Stuart Peterson: I would have if I’d been a part of it. A red flag would have gone off with me.

GQ: Another red flag was, it says median in the beginning and it says mean further back. That never happens. So there’s a couple of indications there that, I think in hindsight should have been caught.

SP: I want to go back to my concern that there seem to be sides. There is a side that seems to be in attack mode of “You are wrong. You are misrepresenting things. How dare you?” And then you have them themselves saying, “Why would we ever want to harm the town?” This was information that was given. But then you’re circling back and saying, “Well you should have known better.” That’s not their job to look at tax levies and rolls like that. I have a problem with that.

AM: It is the role of the Town Council, though, because the Town Council has disseminated information in the name of the town. So there is some responsibility.

SP: So, why would they not believe some information when they were given it by the town manager and the town finance director? Why would they not believe that?

AM: That’s fair. back to your original point at the start of the meeting: How can we correct this information … how can we do this? Because I think that everybody agrees there’s a credibility problem and that’s what’s contributing to the polarization in the town. So when somebody says, “See, there’s a wrong number,” they are going to jump on it. I think it would go a long way to say, these are the numbers.
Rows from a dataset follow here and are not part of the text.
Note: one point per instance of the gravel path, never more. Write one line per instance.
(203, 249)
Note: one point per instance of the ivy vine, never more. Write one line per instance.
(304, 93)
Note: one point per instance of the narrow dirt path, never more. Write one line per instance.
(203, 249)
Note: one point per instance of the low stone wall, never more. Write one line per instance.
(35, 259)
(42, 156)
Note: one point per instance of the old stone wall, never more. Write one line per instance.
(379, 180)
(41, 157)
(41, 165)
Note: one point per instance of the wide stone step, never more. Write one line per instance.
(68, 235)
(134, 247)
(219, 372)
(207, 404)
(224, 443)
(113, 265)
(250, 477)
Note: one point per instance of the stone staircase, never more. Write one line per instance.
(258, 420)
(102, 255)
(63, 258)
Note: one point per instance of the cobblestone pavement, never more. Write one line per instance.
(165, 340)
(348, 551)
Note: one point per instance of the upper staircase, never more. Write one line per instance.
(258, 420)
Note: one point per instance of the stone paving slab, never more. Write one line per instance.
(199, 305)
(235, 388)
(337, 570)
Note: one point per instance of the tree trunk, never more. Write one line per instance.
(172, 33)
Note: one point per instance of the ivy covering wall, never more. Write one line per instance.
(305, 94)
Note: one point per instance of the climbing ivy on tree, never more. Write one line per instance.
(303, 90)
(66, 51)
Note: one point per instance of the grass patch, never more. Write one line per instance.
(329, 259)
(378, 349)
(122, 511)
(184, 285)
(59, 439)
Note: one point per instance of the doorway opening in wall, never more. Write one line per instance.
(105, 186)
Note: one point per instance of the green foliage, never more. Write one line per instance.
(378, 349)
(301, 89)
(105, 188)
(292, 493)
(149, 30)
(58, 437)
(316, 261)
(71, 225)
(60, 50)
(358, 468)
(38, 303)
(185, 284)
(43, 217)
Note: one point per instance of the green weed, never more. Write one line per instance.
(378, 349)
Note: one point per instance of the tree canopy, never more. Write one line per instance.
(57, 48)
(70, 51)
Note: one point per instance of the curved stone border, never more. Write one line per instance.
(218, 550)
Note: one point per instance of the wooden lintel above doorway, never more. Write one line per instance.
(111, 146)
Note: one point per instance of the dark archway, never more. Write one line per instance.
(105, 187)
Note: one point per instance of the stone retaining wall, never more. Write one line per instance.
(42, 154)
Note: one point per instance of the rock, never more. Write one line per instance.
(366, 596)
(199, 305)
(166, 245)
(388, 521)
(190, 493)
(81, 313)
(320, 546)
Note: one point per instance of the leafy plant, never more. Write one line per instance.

ST: What did you come up with?

SP: It’s 14.6 … which makes sense because the tax levy …

ST: So the number changed. If the number changed, the number changed. We didn’t have the due diligence of how many months, Gene, the spreadsheets you’ve been sending I can’t open them, they’re so big. You’ve obviously dived into this a lot deeper than Kristen and Wendy Schmidle our IT director. I still go back to our … I still think our town has a spending problem. You don’t. You think we can grow our way out of any fiscal mess.

AM: That’s a philosophical discussion. What I’m trying to do now … we want to hash out the facts.

 

 

5 Replies to “Cienki Stands By 51% Figure in Brochure”

  1. As Quinn points out, and even Peterson (who functions as an informal advisor to the Town Council) agrees, if the median tax bill goes up by 51%, the total tax collected is going to go up by a lot more than 15.4%. The 51% number is obviously wrong, even at a glance.

    President Cienki’s unwillingness to concede this, after nearly a year, after months of having the problem pointed out, indicates that for her, numbers are just a means to an end.

    Her loyalty to the ends she is pursuing clearly outweighs her loyalty to communicating accurate information to us, her constituents.

    It’s clear that if we want accurate information, we’ll either have to rely on news sites like this one, or find it ourselves, or create it ourselves the way that Mr. Quinn did.

  2. I was a witness Monday evening of how our TC seems to work, when the TC president, a lawyer, told me that a resident, and math professor (!), did not understand “cumulative interest” ( it really is compounded interest, but … hey who cares about semantics !?)…..
    Pretty much says it all.

  3. East Greenwich has long enjoyed a reputation for good government and good schools. All residents have an interest in preserving this, and open discussion of issues and policies is part of that process. I appreciate that the council president offered to meet with us and was generous with her time.

    That said, many aspects of the town’s financial status cannot be determined without assumptions about things we have not yet observed, such as the number of firefighters who will be injured in the line of duty or the number of employees who will opt for a certain kind of health insurance. These require some kind of statistica inference, which just means estimating things you did not observe given things that you did observe. The number in question does not involve any inference: it can be determined entirely from information that is known with certainty.

    There are 3,818 single-family homes (state code 01) that appear on both the FY2011 and FY2016 tax rolls. These show the actual tax bill for each home.

    You can compute the percentage increase for each individual home, and you can determine the median of these 3,818 percentages. When you do this, the result is 13.2%.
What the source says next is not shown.